The major caveat comes from The Wand Report, which argues that the DLC’s narrative is flawed and criticizes the village portrayal as stereotyped. Its review describes a chief with feathers, bamboo houses, and a sequence in which Bancho teaches the villagers to cook fish to avoid illness. That criticism is specific and serious enough to sit alongside the praise rather than be waved away as a matter of taste. The expansion may have the same abundance of jokes and surprise sketches that made Dave the Diver beloved, but according to The Wand Report, some of its framing around the jungle village carries uncomfortable baggage.
That creates a split verdict on story. If you come to Dave primarily for comic escalation, cameos, and oddball quests, the positive reviews suggest In the Jungle delivers. If you are sensitive to how games use fictionalized Indigenous or remote village imagery, The Wand Report’s concerns should factor into your decision. The safest read is that the expansion’s systems and setting refresh are stronger than its narrative framing.
Platforms, Steam Deck, and the practical buying call
Metacritic lists Dave the Diver: In the Jungle across PC, Nintendo Switch, PlayStation 5, PlayStation 4, and Xbox Series X, with the page showing critic coverage on PC, Switch, PS5, and Xbox Series X. TheXboxHub reviewed the expansion on Xbox Series X and scored it 4/5, calling it a worthwhile investment for someone who enjoyed the base game. PC Gamer lists Steam Deck status as Verified and says its review was conducted on an Intel i7 9700K, RTX 4070 Ti, and 16GB RAM. The supplied source material does not include detailed frame-rate measurements, console performance comparisons, or specific bug reports, so any platform ranking beyond Steam Deck verification would be unsupported here.

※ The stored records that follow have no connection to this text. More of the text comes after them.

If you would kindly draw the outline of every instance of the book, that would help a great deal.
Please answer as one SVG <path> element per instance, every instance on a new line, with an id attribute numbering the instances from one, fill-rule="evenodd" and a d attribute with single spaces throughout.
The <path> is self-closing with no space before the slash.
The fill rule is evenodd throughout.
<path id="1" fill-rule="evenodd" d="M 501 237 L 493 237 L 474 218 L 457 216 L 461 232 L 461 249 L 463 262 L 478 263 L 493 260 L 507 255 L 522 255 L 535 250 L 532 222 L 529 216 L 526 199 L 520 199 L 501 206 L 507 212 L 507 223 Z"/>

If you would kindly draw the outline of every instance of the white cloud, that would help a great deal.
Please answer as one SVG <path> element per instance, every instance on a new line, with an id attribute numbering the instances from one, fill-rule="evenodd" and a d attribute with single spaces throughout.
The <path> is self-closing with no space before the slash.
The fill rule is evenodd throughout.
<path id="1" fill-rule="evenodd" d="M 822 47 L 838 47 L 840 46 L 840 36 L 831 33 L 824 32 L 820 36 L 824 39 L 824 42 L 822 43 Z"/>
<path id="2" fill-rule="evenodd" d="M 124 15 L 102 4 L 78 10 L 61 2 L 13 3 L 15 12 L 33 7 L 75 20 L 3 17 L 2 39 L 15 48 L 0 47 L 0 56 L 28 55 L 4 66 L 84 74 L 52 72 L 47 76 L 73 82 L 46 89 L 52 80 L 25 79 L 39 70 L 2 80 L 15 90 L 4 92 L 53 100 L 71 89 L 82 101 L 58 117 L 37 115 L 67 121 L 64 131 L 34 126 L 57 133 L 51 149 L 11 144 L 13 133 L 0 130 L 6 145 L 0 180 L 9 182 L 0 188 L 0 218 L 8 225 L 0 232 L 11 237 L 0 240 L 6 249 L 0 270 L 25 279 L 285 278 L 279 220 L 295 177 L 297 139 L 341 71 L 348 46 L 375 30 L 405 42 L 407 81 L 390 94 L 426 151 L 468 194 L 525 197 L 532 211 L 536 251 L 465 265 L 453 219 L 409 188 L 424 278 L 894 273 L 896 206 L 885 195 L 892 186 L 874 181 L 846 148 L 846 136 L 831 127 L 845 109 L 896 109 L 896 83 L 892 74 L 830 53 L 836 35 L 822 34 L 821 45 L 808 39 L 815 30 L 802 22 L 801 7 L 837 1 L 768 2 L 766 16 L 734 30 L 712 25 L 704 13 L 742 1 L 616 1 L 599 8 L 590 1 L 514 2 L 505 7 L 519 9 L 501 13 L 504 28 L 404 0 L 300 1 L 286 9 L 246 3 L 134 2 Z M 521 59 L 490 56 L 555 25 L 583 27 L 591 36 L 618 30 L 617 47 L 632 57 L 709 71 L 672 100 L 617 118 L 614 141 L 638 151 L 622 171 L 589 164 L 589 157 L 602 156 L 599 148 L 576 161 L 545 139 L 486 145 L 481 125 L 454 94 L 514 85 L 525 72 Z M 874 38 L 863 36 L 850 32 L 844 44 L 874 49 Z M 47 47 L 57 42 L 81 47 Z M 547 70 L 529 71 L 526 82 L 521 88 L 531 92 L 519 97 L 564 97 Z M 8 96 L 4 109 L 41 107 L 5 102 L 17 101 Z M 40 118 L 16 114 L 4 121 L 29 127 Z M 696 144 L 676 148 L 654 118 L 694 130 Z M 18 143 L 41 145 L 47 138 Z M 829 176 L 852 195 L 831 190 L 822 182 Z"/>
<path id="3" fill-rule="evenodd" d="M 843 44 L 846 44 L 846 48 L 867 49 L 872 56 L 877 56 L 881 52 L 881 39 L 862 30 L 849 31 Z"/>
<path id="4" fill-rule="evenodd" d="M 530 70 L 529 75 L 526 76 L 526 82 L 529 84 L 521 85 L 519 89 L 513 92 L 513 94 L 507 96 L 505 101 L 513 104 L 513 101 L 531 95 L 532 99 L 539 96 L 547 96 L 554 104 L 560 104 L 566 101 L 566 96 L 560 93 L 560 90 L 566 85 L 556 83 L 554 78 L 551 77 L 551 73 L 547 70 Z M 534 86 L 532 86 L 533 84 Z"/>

For returning players, the buying advice is fairly clear. Come back now if you liked the core dive-and-serve loop but want a stronger exploratory shake-up than a cameo DLC, because the reported freshwater lake, grill, Jungle Gun, village relationships, bosses, and minigames give the expansion a distinct identity. Wait if you mainly want a lean restaurant sim, dislike relationship errands, or were already tired of Dave the Diver’s habit of throwing a new mechanic at you every few minutes.
My review score lands at 8.1. Gameplay carries the expansion: the new ecosystem, flexible weapon, grill variation, and broader village loop appear to meaningfully refresh Dave’s daily rhythm. Story is the weakest category because the review record contains both broad praise for charm and a detailed critique of the DLC’s cultural framing. Performance scores well on the available evidence because PC Gamer lists Steam Deck Verified status and the supplied reviews do not surface technical problems, though the absence of hard benchmarks keeps that score cautious. For fans searching Dave the Diver DLC or Dave the Diver 2026 and wondering whether In the Jungle is worth the return trip, the answer is yes, with a clear note that its strongest arguments are mechanical rather than narrative.
Final Verdict
A solid gaming experience that delivers on its promises and provides hours of entertainment.